• 17th September 2014

The 5 toughest interview questions

The 5 toughest interview questions and how to answer them.

When it comes to a job interview there’s no such thing as being over-prepared.

However, interviews are unfortunately one of those things that you just can’t predict. It’s impossible to know exactly what questions will be asked, and what sort of interview style the hiring manager will prefer.

To help minimise the stress of unexpected questions, here are some of the toughest interview questions that repeatedly trip up job candidates:

What is your biggest weakness / what skills are you lacking?
How you explain your biggest weakness is one of the most telling interview questions of all. Everyone has a weakness so don’t answer this question thinking you can convince the interviewer you have none. However, you should never draw negative attention to yourself by choosing a weakness that could lead an employer to believe you’re not right for the job. An honest but positive answer works well. Try something like “I find it hard to say no and sometimes take on to much” – finish this with a positive example of how you are improving on this weakness to better yourself, you want the focus of the interview to be on your strengths.

Why did you leave your previous employer, or why are you leaving your present job?
Avoid negativity with this question. Don’t moan about past employers, it doesn’t make you look good. Instead, talk about the frustration of your previous role that this job could fix. A good answer would be “I have enjoyed my time at my current job and I have learnt a lot that I can take to a new position, however, there was no opportunity for progression or promotion and I feel I am more than ready to take the next step with my career”. It is important to turn negative situations positive!

Tell me about yourself
Not a question, but a common phrase in interviews. Interviewers don’t want to know every detail of your life, keep your answer to a minute or two at most. Tailor your answer to cover relevant aspects of your life, such as education, work history and recent career experience. Your favourite TV show and where you’re going on your next holiday is not what they’re looking for, but mentioning hobbies can help portray your personality.
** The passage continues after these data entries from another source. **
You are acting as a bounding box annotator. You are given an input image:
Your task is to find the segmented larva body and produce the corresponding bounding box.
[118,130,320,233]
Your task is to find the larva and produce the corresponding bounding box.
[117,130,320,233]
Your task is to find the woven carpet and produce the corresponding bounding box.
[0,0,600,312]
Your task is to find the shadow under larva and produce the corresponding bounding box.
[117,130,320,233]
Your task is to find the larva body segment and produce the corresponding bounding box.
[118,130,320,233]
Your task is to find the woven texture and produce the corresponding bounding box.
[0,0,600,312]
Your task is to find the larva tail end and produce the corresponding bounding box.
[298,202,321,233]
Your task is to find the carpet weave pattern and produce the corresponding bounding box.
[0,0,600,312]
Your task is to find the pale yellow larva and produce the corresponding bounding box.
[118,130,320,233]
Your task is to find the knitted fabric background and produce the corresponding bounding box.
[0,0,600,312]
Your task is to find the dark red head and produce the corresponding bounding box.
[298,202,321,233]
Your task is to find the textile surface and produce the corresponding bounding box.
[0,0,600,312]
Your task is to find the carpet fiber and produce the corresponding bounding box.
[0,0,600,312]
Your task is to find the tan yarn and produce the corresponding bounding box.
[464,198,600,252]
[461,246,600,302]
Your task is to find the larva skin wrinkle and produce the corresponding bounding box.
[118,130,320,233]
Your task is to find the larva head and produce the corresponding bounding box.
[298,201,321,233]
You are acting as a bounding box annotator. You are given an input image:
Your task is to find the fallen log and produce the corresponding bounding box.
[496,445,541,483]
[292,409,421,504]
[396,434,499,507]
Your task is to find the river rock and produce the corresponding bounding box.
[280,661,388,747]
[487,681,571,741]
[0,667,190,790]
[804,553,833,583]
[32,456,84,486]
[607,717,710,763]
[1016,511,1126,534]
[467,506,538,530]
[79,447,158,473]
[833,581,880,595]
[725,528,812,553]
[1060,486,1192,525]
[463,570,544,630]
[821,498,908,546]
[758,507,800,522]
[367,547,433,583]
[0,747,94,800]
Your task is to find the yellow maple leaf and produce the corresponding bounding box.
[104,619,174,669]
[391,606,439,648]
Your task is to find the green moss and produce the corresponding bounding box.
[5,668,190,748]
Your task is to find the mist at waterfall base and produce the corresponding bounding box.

Where do you hope to be in 3 to 5 years’ time?
Whatever you do, do not answer this question with “I’m not sure”, even though it’s quite likely that’s the truth. You want your answer to show your determination and ambition in a way that is realistic to the company you are interviewing for. An answer similar to “I’d like to be in a position of responsibility doing a job that challenges and excites me’, is sure to impress – but don’t forget to tailor it to the job you’re being interviewed for.

Do you have any questions? Anything else you would like to add?
Do your homework for this question, research the company beforehand and see if there is anything you need clarification on. Maybe you want to know what the progression in the role is like or even a bit about the other staff there. Show a genuine interest in the company and they’re sure to be impressed.